Die Berufung der Klägerin vor dem OLG Koblenz hatte Erfolg: Ihr wurde die vollen 17.000 Euro zugesprochen. Ein Anspruch nach der Halterhaftung bestünde nach der Auffassung des Senates, da der als Arbeitsmaschine eingesetzte Traubenernter notwendigerweise einen stetigen Ortswechsel bei der Ernte vollziehe, sodass die der Arbeit immanente Bewegung zur Verwirklichung des Merkmals „bei dem Betrieb“ nach § 7 I StVG führe. Schließlich würden Menschen und Sachen hierdurch in verkehrstypischerweise den Gefahren ausgesetzt, für die der Halter nach § 7 I StVG generelle Verantwortung trage.

Ferner spiele es keine Rolle, dass sich das Schadensereignis auf einem Privatgelände zugetragen habe, da die Norm gerade keine Fortbewegung im Bereich einer öffentlichen Verkehrsfläche voraussetze. Schließlich sei auch der Ausschlussgrund des § 8 Nr. 3 StVG nicht einschlägig. Die Trauben seien nicht als beförderte Sachen anzusehen, weil der Erntevorgang eine vorübergehende Verbindung mit dem Fahrzeug zwangsläufig erfordere, wodurch allerdings kein Transportzweck im Sinne des § 8 Nr. 3 StVG verfolgt werden würde.

Entscheidung des BGH

Der BGH, der sich der Sache im Rahmen der Revision des Beklagten annahm, war von der Argumentation des OLG nicht überzeugt. Eine Kontaminierung der Trauben habe bereits nicht „bei dem Betrieb eines Kraftfahrzeuges“ im Sinne des § 7 I StVG stattgefunden.

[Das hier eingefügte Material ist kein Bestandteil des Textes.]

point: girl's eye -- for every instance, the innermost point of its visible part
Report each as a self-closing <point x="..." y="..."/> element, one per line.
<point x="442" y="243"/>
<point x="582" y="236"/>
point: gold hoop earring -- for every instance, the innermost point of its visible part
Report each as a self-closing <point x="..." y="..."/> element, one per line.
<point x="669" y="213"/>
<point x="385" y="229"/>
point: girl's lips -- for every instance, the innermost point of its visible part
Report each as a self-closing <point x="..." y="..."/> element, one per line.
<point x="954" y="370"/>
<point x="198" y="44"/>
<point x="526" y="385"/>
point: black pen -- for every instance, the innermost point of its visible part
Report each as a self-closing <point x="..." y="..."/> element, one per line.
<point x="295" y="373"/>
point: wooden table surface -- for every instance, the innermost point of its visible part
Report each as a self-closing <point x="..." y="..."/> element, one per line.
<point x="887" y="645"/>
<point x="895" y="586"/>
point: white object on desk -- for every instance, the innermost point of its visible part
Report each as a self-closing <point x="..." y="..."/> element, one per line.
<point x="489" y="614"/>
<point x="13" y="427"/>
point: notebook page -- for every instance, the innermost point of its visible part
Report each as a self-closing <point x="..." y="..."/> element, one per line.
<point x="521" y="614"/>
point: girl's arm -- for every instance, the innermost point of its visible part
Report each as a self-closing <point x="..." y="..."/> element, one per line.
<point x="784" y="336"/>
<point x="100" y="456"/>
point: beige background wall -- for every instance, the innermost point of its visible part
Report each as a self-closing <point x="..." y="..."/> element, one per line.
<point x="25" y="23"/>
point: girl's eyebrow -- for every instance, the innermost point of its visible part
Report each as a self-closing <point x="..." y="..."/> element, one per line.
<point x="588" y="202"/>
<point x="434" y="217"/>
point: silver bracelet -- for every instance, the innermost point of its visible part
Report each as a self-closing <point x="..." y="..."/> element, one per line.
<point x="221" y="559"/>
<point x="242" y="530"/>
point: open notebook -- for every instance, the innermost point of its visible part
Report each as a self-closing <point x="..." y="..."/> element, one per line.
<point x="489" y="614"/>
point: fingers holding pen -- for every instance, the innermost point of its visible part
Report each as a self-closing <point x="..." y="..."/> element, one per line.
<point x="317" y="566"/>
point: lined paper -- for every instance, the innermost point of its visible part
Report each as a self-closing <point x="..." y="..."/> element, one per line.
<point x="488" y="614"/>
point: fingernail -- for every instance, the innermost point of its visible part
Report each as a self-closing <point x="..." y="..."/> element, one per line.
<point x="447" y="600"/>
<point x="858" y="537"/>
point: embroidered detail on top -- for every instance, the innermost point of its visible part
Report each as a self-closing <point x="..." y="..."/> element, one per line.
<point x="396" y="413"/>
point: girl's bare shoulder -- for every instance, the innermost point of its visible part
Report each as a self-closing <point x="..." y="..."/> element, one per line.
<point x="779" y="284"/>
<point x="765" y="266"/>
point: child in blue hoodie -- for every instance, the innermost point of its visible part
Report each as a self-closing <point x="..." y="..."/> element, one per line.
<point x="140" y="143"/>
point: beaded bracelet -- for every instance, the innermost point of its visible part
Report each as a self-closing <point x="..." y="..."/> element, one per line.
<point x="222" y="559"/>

Zwar sei dieses Haftungsmerkmal nach dem Schutzzweck der Norm wegen der erlaubten Eröffnung einer Gefahrenquelle weit auszulegen, jedoch müsse der Schadenseintritt „in einem nahen örtlichen und zeitlichen Zusammenhang mit einem bestimmten Betriebsvorgang oder einer bestimmten Betriebseinrichtung des Kraftfahrzeuges“ stehen. Für Kraftfahrzeuge mit Arbeitsfunktion führt dies dazu, dass jedenfalls eine Verbindung zur Fortbewegungs- und der Transportfunktion dieser Maschine bestehen müsse. Hierbei käme es unter anderem auf den konkreten Einsatzbereich des Fahrzeuges sowie auf die weiteren Umstände des Einzelfalles an. Bei dieser Gelegenheit zieht der Senat den Vergleich zu Mähfahrzeugen auf Autobahnen sowie Streufahrzeugen, deren Einsatz gegenüber der streitgegenständlichen Maschine in einer deutlich größeren örtlichen Nähe zu Straßenverkehrsflächen stattfinde. Da das Kraftfahrzeug des Beklagten weder auf einer öffentlichen noch auf einer privaten Verkehrsfläche verwendet worden sei und seine Fortbewegung allein der Bestellung des landwirtschaftlich genutzten Weinberges dient, ordne sich die Transportfunktion der Funktion als Arbeitsmaschine unter. Im Ergebnis sei der Schadenverlauf somit nicht durch den Betrieb des Traubenvollernters geprägt worden.

Eine andere Wertung ergäbe sich auch nicht, wenn die Kontaminierung erst nach dem Erntevorgang bei einem nicht hinreichend dargelegten Transport zu einer Straße erfolgt wäre. In diesem Fall würde jedenfalls der Ausschlussgrund des § 8 Nr. 3 StVG eingreifen, weil zu diesem Zeitpunkt gleichwohl ein Befördern im Sinne des Ausschlussgrundes vorgelegen hätte.

Ausblick

Nicht nur Referendare dürften hier aufhorchen, weil der Verkehrsunfall in jeder erdenklichen Einbettung ein Dauerbrenner im zweiten Staatsexamen ist. Aus diesem Urteil lässt sich – natürlich bei entsprechender Anreicherung mit weiteren Problemen- eine Schadensersatzklausur erstellen, anhand derer die Prüflinge ihr Wissen zur Abgrenzung der (vermuteten) Verschuldenshaftung von der Gefährdungshaftung unter Beweis stellen können. Darüber hinaus lohnt sich einmal mehr ein gutes Systemverständnis sowie die Fähigkeit, aus dem Schutzzweck der Norm ihre Funktion herleiten zu können. Es sollte im Gedächtnis bleiben, dass der BGH seine Linie bestätigt, die er bereits hinsichtlich eines Schadensereignisses aufgrund eines zum Mähen einer Weidefläche genutzten Traktors fuhr: Ein Anspruch aus § 7 I StVG bestehe nicht, wenn die Maschine als reine Arbeitsmaschine eingesetzt wird, sodass die Zwecke der Fortbewegung und des Transports nach § 1 II StVG gerade keine relevante Rolle spielen.